Train accuracy: 10.0%


# 2. Neural Networks

## 2.1 Examine Data

In [61]:
# Read in data
weights = loadmat(path + 'ex3weights.mat')
theta1, theta2 = weights['Theta1'], weights['Theta2']

a2, w1 = theta1.shape[0], theta1.shape[1]
a3, w2 = theta2.shape[0], theta2.shape[1]

print 'Layer 2 has {} parameters learnt from {} weights'.format(a2, w1)
print 'Output layer has {} parameters learnt from {} weights'.format(a3, w2)

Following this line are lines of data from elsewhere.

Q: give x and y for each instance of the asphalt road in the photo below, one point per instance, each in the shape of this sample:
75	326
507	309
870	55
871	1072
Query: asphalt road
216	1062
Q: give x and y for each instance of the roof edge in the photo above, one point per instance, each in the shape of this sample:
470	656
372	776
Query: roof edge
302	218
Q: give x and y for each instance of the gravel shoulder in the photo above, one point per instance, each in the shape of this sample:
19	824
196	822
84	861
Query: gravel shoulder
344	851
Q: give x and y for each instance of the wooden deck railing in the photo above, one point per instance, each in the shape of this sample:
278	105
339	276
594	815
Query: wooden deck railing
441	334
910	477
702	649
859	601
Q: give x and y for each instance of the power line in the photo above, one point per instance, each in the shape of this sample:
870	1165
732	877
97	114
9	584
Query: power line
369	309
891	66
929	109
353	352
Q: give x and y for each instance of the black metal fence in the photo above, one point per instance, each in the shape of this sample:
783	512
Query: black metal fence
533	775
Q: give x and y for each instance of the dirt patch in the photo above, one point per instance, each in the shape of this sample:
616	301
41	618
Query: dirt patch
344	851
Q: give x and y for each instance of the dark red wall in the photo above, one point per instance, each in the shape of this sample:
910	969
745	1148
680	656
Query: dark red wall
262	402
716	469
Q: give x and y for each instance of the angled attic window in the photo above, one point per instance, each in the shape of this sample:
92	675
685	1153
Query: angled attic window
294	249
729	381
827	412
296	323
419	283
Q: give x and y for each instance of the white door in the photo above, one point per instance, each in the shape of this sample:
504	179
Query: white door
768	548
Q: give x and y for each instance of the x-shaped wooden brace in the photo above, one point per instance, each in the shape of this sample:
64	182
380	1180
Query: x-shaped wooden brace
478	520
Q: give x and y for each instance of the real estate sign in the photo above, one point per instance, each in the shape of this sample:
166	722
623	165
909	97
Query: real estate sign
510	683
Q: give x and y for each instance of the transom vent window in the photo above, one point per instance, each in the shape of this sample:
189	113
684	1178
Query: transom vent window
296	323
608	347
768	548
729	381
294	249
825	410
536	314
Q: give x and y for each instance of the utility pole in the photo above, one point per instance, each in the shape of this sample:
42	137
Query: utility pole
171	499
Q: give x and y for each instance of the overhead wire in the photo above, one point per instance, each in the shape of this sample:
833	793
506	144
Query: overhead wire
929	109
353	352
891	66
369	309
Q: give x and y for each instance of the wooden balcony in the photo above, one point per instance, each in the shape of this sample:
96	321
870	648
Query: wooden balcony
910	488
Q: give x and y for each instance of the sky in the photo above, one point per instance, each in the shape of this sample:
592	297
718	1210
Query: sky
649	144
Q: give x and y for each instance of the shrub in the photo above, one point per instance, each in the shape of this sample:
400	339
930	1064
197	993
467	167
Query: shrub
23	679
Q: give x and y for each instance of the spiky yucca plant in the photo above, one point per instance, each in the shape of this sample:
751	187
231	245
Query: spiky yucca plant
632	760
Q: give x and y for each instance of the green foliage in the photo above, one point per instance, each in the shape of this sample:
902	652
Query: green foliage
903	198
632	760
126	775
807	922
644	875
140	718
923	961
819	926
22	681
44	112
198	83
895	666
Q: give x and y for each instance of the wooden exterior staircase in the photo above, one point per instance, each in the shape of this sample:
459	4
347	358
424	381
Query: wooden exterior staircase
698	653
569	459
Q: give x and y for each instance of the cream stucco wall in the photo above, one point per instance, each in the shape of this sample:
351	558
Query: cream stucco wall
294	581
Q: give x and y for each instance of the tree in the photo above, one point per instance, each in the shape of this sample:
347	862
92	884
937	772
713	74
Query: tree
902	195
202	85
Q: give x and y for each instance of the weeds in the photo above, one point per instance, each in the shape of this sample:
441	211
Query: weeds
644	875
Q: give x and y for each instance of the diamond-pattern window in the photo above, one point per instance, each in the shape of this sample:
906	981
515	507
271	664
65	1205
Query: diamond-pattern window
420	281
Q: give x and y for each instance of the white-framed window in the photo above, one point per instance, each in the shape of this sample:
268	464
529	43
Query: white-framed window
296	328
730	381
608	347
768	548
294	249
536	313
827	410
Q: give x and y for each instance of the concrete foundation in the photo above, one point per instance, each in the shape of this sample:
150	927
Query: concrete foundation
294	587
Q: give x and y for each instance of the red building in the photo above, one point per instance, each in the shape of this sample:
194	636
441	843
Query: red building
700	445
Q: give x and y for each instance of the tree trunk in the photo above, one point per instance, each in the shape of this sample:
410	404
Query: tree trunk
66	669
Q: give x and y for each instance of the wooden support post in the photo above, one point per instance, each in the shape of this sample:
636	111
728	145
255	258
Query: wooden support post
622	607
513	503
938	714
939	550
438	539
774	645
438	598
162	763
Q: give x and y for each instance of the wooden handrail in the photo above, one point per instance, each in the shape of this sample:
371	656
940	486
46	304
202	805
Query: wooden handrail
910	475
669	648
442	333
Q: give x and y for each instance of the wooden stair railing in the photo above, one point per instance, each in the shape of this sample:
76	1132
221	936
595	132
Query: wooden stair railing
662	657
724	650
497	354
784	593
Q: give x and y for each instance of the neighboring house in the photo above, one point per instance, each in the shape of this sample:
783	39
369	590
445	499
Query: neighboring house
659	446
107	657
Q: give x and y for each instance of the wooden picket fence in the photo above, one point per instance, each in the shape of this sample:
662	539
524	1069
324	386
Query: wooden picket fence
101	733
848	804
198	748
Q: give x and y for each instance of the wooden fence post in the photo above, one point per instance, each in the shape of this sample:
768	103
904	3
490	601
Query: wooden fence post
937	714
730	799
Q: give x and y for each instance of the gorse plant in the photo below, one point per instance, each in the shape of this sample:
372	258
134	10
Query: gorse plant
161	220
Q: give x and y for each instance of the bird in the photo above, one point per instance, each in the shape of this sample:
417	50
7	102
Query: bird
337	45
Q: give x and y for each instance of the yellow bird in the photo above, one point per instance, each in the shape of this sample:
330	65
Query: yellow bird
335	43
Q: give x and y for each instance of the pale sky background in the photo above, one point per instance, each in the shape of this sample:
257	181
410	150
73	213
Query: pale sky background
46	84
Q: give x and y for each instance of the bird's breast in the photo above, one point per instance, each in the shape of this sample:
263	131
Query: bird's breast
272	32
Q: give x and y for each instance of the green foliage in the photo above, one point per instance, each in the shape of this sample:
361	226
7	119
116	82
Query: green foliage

Layer 2 has 25 parameters learnt from 401 weights
Output layer has 10 parameters learnt from 26 weights


## 2.2 Feedforward Propagation

In [75]:
def neural_networks(theta1, theta2, X):
    m, n = X.shape
    X = np.hstack([np.ones([m, 1]), X])
    a2 = sigmoid(X.dot(theta1.T))
    a2 = np.hstack([np.ones([m, 1]), a2])
    a3 = sigmoid(a2.dot(theta2.T))
    predict = np.argmax(a3, axis=1) + 1
    return predict

### 2.3 Prediction

In [106]:
# Predict classification
predict = neural_networks(theta1, theta2, X)
p = predict.reshape([predict.size, 1]) == y
acc = np.mean(p)*100
print 'Train accuracy: {}%'.format(acc)

Train accuracy: 97.52%